BioNTech wants to run it back with Regeneron, extending a partnership first announced in 2020 to combine a cancer vaccine with the approved treatment Libtayo in the clinic, this time for advanced non-small cell lung cancer. 

This latest announcement is a spitting image of the two companies’ second collaboration combining one of BioNTech’s mRNA-based vaccine candidates with Regeneron and Sanofi’s PD-1 inhibitor Libtayo in melanoma, where both companies shared costs of the trial. And just like last time, they declined to share the financial details behind the agreement. 

BioNTech's BNT116, a part of the FixVac program, is at the heart of the latest partnership. The companies have also previously applied a FixVax candidate to prostate cancer, and will now extend that into lung cancer. The companies will jointly work on clinical trials in various patient populations for advanced NSCLC, starting with phase 1/2 studies in the first-line setting. BioNTech is footing the bill for a separate, smaller trial on a subset of NSCLC patients.

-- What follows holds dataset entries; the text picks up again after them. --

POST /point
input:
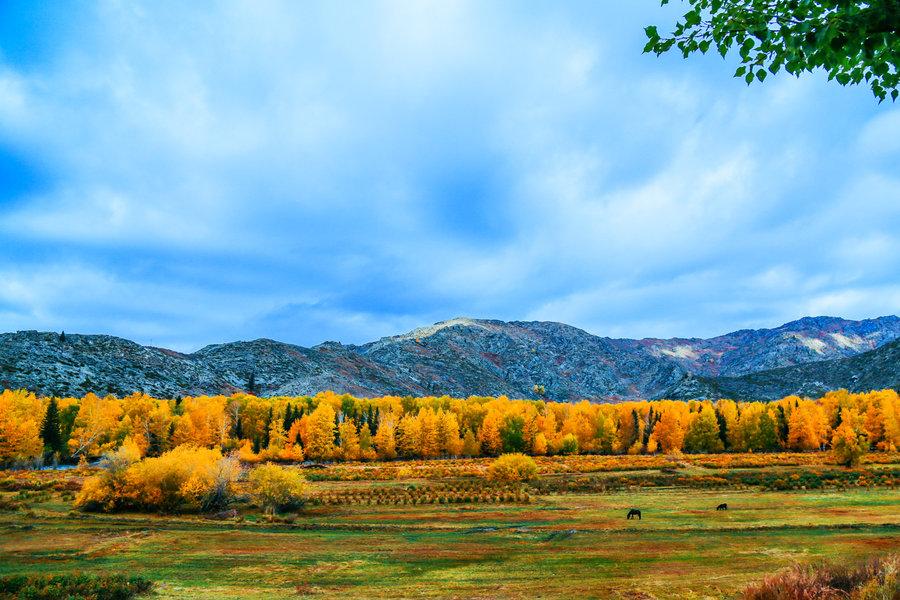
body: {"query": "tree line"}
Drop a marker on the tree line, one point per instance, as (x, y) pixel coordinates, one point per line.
(331, 426)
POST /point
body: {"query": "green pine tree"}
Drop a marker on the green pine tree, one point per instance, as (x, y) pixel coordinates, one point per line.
(50, 430)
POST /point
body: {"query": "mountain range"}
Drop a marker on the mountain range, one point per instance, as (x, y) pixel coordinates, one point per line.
(463, 357)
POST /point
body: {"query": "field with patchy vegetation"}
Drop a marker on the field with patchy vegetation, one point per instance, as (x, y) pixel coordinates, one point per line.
(443, 528)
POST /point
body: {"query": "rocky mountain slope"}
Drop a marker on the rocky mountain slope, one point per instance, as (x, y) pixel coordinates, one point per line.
(872, 370)
(459, 357)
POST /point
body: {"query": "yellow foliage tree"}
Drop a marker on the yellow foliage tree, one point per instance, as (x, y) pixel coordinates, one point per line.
(21, 414)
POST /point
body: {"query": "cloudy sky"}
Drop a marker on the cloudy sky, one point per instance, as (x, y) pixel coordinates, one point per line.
(190, 173)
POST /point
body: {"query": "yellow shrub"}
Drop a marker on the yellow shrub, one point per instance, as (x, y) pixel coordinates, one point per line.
(513, 467)
(274, 487)
(183, 478)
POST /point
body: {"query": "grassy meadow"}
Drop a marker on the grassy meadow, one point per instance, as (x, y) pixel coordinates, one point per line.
(556, 541)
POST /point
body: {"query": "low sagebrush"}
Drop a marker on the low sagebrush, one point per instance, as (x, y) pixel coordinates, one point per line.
(877, 579)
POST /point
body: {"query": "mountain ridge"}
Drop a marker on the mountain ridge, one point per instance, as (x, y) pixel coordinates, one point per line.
(460, 357)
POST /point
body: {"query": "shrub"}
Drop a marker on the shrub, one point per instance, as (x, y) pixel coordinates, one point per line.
(73, 587)
(877, 579)
(186, 478)
(274, 487)
(569, 444)
(513, 467)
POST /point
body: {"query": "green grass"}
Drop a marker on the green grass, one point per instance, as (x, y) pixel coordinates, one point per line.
(577, 545)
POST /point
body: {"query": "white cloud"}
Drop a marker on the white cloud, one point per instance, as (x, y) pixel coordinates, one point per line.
(348, 171)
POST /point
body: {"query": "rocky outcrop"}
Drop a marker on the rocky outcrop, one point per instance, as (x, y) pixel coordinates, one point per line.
(460, 357)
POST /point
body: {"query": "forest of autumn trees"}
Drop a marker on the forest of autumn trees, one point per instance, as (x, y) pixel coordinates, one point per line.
(329, 426)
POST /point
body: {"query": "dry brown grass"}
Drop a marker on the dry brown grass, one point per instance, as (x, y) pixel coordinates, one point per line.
(877, 579)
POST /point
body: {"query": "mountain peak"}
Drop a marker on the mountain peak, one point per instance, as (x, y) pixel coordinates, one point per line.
(458, 357)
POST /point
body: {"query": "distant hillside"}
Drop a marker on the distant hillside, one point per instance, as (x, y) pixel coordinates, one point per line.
(876, 369)
(460, 357)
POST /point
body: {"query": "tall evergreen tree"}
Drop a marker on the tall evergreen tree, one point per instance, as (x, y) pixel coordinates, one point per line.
(265, 442)
(723, 428)
(337, 429)
(288, 417)
(50, 431)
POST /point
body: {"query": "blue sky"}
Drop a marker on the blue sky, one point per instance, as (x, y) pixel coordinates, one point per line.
(191, 173)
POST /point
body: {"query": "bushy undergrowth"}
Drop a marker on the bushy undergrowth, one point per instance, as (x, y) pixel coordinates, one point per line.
(186, 478)
(78, 586)
(878, 579)
(513, 467)
(274, 487)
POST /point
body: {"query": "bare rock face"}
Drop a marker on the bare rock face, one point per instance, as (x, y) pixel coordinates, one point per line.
(873, 370)
(464, 357)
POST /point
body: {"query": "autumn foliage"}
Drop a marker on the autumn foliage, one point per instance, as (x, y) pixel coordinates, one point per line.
(513, 467)
(274, 487)
(331, 427)
(185, 478)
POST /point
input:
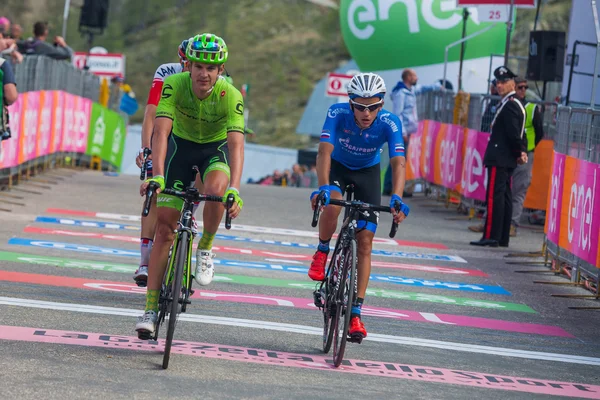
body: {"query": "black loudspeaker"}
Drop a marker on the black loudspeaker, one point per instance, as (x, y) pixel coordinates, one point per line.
(546, 56)
(94, 14)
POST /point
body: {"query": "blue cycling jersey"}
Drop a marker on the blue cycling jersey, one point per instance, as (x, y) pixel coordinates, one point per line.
(358, 148)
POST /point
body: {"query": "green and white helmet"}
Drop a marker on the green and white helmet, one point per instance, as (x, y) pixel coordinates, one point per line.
(207, 48)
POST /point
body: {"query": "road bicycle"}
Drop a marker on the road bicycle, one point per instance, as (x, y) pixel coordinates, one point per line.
(335, 295)
(176, 287)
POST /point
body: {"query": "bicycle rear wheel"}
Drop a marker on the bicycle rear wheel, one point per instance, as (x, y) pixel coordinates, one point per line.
(176, 286)
(330, 309)
(344, 298)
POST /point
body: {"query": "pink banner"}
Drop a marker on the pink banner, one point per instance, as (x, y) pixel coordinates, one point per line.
(45, 124)
(552, 227)
(414, 152)
(28, 137)
(433, 128)
(57, 121)
(474, 176)
(68, 136)
(580, 211)
(81, 125)
(9, 154)
(452, 157)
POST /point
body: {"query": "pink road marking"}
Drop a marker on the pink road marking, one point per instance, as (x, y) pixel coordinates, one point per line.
(110, 216)
(260, 253)
(309, 361)
(296, 302)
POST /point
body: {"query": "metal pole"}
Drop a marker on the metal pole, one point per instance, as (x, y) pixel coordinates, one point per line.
(462, 48)
(508, 29)
(65, 17)
(597, 62)
(472, 35)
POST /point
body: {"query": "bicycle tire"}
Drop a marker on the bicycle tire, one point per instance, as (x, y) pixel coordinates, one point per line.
(180, 259)
(346, 289)
(330, 305)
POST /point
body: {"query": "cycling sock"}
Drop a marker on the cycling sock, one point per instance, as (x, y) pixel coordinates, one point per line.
(356, 307)
(324, 245)
(145, 248)
(206, 240)
(196, 205)
(152, 300)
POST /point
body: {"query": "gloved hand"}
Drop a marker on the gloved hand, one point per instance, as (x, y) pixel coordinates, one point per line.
(326, 195)
(236, 197)
(404, 209)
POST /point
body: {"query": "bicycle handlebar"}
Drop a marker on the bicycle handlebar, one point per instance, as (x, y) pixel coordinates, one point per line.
(359, 205)
(147, 152)
(191, 195)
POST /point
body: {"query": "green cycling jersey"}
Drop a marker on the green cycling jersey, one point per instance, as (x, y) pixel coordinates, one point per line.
(201, 121)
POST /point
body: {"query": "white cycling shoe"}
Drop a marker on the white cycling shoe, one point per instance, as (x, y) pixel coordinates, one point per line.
(205, 270)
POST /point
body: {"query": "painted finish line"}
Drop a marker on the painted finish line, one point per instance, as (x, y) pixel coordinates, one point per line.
(295, 302)
(260, 253)
(247, 228)
(306, 361)
(259, 281)
(398, 280)
(399, 254)
(308, 330)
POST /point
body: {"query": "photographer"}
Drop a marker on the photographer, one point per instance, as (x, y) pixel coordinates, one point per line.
(39, 46)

This is BioNTech's sixth candidate from the FixVac platform, which develops vaccines with antigens specific to each type of cancer. The hope is that the shots will boost the T cell response in combination with the PD-1 inhibitor. 

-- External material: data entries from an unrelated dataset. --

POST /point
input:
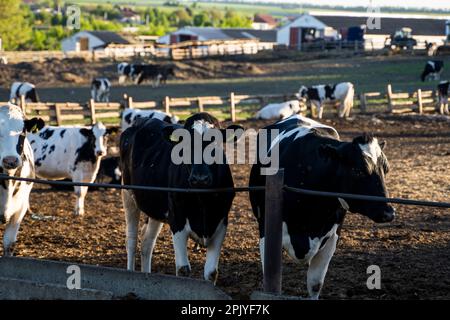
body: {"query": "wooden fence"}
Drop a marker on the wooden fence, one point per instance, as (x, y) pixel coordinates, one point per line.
(231, 107)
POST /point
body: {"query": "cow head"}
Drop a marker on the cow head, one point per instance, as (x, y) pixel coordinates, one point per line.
(201, 174)
(302, 93)
(361, 169)
(13, 129)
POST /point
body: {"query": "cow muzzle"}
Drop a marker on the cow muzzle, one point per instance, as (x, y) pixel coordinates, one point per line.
(10, 162)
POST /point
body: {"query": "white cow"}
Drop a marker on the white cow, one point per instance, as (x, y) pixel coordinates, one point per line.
(130, 115)
(16, 159)
(279, 111)
(23, 89)
(70, 152)
(100, 89)
(342, 92)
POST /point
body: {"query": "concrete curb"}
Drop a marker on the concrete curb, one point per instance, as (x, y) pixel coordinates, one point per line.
(121, 283)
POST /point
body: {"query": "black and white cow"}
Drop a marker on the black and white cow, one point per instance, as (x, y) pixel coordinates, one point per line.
(129, 116)
(342, 92)
(279, 111)
(23, 89)
(70, 152)
(16, 159)
(443, 96)
(314, 158)
(100, 89)
(432, 70)
(145, 151)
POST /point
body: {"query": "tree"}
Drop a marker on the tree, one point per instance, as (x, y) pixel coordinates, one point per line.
(14, 29)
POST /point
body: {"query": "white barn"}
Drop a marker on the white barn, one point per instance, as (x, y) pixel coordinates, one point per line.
(91, 40)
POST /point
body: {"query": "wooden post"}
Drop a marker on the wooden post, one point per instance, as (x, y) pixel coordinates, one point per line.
(273, 232)
(363, 102)
(200, 104)
(58, 114)
(167, 104)
(389, 98)
(419, 101)
(92, 108)
(22, 103)
(232, 107)
(130, 102)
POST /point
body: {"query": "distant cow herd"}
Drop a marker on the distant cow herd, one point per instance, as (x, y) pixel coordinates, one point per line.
(312, 154)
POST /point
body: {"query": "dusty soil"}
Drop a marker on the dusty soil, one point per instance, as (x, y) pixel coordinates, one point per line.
(413, 252)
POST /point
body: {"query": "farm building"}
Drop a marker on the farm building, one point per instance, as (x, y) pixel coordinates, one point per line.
(264, 22)
(91, 40)
(423, 28)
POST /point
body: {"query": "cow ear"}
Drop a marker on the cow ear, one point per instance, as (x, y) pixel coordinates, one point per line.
(34, 125)
(112, 130)
(167, 133)
(329, 151)
(232, 133)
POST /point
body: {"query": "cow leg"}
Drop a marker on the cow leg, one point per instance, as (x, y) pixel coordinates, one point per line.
(132, 213)
(150, 232)
(211, 272)
(80, 193)
(183, 267)
(261, 252)
(318, 266)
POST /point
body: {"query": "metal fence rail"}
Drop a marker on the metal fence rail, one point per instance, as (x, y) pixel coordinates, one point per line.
(424, 203)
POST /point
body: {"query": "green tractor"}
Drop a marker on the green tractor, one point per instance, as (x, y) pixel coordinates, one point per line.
(401, 40)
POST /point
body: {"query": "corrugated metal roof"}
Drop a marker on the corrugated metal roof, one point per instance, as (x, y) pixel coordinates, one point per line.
(419, 26)
(109, 37)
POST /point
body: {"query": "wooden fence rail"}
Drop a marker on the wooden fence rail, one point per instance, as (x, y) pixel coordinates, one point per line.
(419, 101)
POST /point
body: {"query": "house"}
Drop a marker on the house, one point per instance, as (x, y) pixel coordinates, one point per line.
(91, 40)
(302, 29)
(423, 28)
(264, 22)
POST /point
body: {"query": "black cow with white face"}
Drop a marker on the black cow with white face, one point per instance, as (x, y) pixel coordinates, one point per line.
(443, 96)
(432, 70)
(314, 158)
(16, 159)
(145, 150)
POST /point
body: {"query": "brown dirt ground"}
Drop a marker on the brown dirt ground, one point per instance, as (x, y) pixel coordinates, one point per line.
(413, 252)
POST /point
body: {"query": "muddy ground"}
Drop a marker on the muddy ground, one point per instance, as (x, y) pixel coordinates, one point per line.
(413, 252)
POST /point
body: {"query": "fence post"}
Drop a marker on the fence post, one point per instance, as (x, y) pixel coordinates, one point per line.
(130, 102)
(273, 232)
(22, 103)
(92, 109)
(389, 97)
(419, 101)
(363, 102)
(167, 104)
(200, 104)
(58, 114)
(232, 107)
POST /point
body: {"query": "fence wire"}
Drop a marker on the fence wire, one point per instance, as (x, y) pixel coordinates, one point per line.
(423, 203)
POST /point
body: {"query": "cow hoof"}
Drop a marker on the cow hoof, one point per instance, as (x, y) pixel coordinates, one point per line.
(213, 276)
(184, 271)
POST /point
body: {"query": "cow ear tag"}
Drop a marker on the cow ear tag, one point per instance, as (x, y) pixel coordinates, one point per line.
(173, 138)
(344, 204)
(34, 129)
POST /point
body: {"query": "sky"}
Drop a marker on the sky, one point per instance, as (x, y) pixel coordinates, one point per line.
(430, 4)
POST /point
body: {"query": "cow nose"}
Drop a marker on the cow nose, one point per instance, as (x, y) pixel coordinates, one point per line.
(10, 162)
(200, 180)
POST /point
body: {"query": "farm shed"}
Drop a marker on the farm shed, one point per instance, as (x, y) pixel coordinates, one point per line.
(267, 38)
(91, 40)
(423, 28)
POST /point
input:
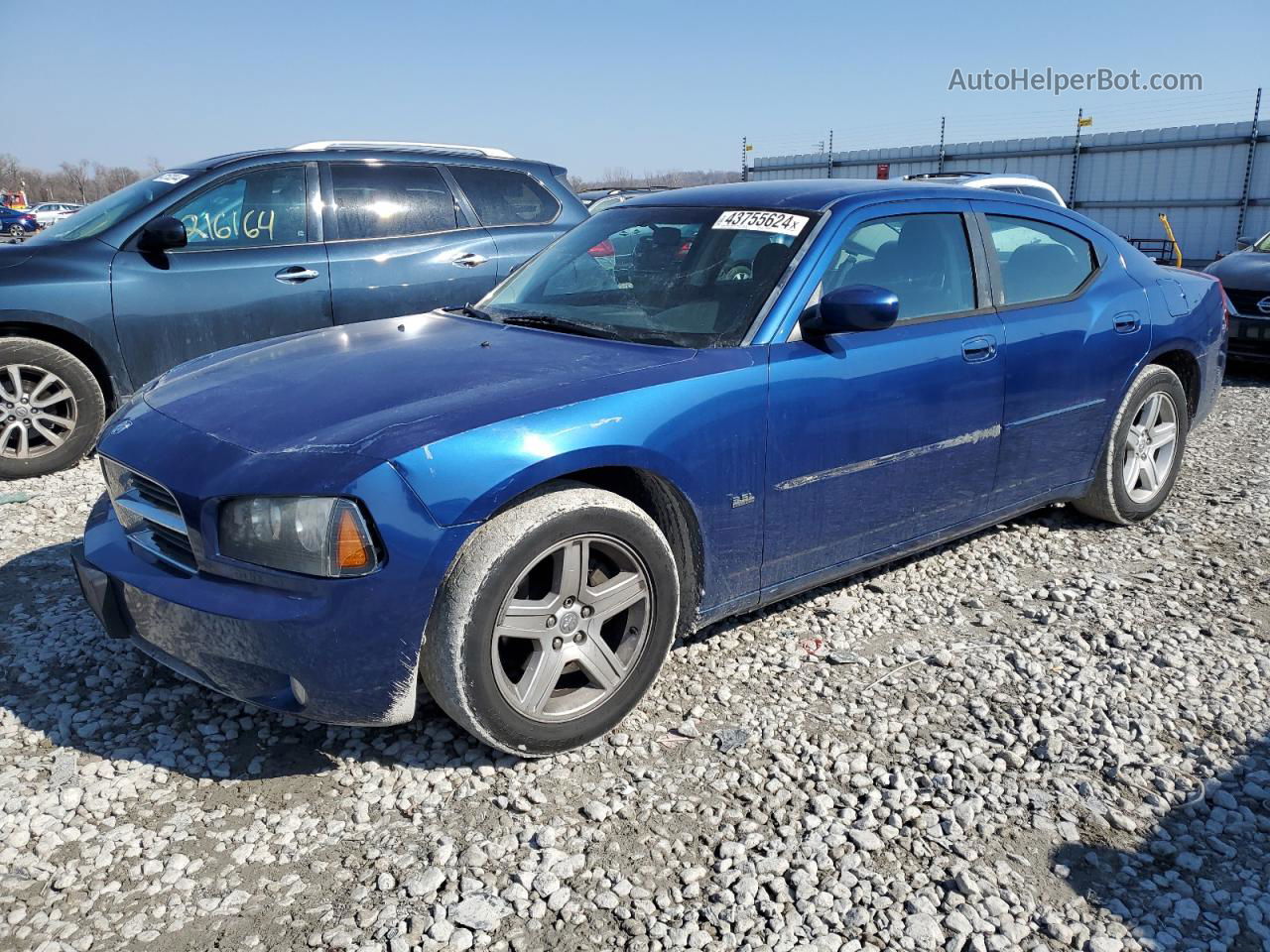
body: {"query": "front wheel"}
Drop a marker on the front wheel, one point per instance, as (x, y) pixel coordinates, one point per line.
(51, 408)
(1143, 453)
(553, 622)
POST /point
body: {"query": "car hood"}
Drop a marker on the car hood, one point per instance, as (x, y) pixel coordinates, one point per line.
(384, 388)
(14, 254)
(1248, 271)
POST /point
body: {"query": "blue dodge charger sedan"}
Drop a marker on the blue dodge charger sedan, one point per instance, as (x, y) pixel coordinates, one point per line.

Tuesday’s announcement marks the third time BioNTech has turned to Libtayo as a 1-2 punch in cancer treatment, the first being in 2019 when a vaccine candidate was studied as an additive treatment in prostate cancer. The companies did not share clinical costs in that earlier research.

But for the melanoma deal, BioNTech and Regeneron made things more official, splitting the costs. The combo agreement followed phase 1 data from BioNTech showing its vaccine, in combination with anti-PD-1 treatments, resulted in a partial response in six out of 17 patients. The vaccine was granted FDA fast track designation in November 2021 and is currently in phase 2. 

Germany-based BioNTech has ascended in the past three years thanks to its partnership with Pfizer on the mRNA COVID-19 vaccine Comirnaty, granting wide financial freedom to work on a pipeline chock full of potential cancer therapies. Of the company’s 14 mRNA-based cancer treatments in development, 11 are in the clinic and four are in phase 2 trials.